Dry Mouth Institute
You understand that Dry Mouth Institute provides various services with respect to the diagnosis and treatment of dry mouth. While some of these services are provided for free, there are certain services for which costs will be incurred by you, if you decide to avail such services. You acknowledge and confirm that payments are non-refundable regardless of any reason whatsoever.
You acknowledge that Dry Mouth Institute is solely a counseling service and cannot substitute your local physician, doctor, or other professional. Dry Mouth Institute shall not be liable for the short or long term side-effects of the treatment, outcome of the treatments, or the delay of other treatment possibilities any reason whatsoever.
You acknowledge that if you choose the treatment plan proposed by Dry Mouth Institute, there is a risk that you may lose time at work or home and spend more time in the hospital or doctor’s office.
You assume full risk and responsibility for the use of information you obtain from or through our service or website, and you agree that Dry Mouth Institute is not responsible or liable for any claim, loss, or liability arising from the use of the information. You agree to review the definitions, functionality, and limitations of the services, and to make an independent determination of their suitability for your use.

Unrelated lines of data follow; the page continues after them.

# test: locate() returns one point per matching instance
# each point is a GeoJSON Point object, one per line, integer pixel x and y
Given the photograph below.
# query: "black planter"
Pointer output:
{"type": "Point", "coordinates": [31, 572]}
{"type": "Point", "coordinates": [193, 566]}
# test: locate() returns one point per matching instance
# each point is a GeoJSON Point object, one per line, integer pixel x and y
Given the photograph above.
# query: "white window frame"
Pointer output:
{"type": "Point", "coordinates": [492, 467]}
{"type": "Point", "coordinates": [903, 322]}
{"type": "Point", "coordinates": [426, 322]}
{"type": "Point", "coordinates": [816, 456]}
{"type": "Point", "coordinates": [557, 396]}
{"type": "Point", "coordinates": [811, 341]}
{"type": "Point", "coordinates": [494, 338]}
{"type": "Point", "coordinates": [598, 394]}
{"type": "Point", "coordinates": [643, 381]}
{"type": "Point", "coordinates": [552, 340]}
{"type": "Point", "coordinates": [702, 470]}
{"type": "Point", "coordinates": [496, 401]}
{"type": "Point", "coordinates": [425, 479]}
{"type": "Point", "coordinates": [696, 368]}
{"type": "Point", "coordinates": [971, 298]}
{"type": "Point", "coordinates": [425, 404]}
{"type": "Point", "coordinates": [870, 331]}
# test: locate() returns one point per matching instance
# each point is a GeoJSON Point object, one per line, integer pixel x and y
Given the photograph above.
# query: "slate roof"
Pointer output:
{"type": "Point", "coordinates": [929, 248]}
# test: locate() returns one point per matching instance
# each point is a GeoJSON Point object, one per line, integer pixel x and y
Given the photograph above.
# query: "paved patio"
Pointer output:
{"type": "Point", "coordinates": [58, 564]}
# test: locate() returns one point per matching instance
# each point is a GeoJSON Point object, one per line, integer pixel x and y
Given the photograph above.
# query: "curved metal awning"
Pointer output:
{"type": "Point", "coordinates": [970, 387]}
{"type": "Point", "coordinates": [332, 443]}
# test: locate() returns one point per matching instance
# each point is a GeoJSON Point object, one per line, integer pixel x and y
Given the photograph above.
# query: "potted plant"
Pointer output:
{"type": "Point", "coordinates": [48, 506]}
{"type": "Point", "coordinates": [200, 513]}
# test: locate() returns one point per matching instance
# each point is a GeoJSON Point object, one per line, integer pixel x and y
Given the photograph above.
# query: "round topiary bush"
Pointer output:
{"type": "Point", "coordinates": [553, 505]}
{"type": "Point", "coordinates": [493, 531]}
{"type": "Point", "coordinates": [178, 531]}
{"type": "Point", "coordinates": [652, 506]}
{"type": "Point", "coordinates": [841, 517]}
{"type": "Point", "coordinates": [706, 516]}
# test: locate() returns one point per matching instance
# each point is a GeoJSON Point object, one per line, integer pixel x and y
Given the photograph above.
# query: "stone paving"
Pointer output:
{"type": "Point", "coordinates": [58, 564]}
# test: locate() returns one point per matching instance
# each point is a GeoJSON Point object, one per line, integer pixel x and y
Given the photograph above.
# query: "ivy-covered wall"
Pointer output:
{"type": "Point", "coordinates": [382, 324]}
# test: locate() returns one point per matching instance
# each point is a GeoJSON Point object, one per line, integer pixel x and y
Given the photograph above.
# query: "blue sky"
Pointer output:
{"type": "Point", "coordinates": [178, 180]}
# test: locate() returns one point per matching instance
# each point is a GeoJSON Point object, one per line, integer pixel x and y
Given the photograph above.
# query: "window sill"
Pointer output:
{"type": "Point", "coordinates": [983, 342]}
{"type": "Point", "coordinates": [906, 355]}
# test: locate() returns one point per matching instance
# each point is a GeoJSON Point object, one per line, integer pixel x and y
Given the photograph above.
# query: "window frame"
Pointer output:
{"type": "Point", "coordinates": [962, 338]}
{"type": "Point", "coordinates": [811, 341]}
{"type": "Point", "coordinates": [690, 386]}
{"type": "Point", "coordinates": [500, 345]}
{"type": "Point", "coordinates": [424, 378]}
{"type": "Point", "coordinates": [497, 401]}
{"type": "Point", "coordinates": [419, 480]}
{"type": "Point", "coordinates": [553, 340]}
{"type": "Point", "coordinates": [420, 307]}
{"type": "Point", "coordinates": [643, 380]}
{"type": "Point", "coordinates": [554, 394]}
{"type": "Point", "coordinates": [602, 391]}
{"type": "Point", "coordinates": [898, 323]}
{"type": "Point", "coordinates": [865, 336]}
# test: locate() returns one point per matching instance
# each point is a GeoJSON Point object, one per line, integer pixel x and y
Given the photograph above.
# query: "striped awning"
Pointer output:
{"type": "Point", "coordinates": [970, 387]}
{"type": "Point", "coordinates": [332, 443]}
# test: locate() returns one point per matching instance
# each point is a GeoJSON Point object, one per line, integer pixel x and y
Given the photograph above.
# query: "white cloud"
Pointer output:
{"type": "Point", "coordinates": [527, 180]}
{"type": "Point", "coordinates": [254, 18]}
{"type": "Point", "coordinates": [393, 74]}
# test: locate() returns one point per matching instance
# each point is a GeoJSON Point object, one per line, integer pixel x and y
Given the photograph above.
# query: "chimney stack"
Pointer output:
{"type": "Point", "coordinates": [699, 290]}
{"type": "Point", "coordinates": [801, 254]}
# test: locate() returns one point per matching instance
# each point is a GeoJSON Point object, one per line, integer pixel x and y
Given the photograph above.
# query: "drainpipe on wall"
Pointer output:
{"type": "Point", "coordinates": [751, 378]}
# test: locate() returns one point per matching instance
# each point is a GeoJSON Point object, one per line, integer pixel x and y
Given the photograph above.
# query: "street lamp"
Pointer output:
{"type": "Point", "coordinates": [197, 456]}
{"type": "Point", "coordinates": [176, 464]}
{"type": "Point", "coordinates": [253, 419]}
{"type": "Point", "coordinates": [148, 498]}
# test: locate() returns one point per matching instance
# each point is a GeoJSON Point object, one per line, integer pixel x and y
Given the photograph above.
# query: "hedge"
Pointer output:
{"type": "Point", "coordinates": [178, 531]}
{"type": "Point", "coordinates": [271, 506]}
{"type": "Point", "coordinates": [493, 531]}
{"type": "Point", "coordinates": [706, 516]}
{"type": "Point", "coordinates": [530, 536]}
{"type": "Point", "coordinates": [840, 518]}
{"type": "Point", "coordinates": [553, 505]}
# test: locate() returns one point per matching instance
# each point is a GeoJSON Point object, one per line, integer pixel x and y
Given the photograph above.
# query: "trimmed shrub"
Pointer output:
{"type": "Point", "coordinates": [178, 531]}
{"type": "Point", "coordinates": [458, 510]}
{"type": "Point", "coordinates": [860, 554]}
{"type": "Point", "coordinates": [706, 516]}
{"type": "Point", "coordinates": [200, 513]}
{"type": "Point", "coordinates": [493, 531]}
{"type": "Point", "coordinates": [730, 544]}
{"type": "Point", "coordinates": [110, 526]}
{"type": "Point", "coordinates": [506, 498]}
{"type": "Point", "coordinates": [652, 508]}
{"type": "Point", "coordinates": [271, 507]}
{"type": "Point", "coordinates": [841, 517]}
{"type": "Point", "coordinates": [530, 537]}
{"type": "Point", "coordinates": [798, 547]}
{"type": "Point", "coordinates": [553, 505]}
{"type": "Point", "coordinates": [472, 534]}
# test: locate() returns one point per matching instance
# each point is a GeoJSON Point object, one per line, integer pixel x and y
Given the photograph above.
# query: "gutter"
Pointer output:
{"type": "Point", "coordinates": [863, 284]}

Scope of the counseling is to enhance the quantity and quality of your saliva. The results are not predictable since not two patients are alike. Desired results are expected, but they are not guaranteed.
Risks and Side Effects
Dry Mouth Institute will propose a tailored treatment plan for you. Notice some of this proposed medicine included in the tailored treatment plan might not be approved in your country but will be approved in Denmark. All medicine including over-the-counter, have potential side-effects. If you are in doubt of any medicine prescribed to you, do not initiate the use of it but consult your physician beforehand.
I have read and understood the information in this form. I was free to ask any questions and doubts, and questions have been answered to my full satisfaction. I am over 18 years of age and exercising my free power of choice and hereby give my consent to accept this counseling.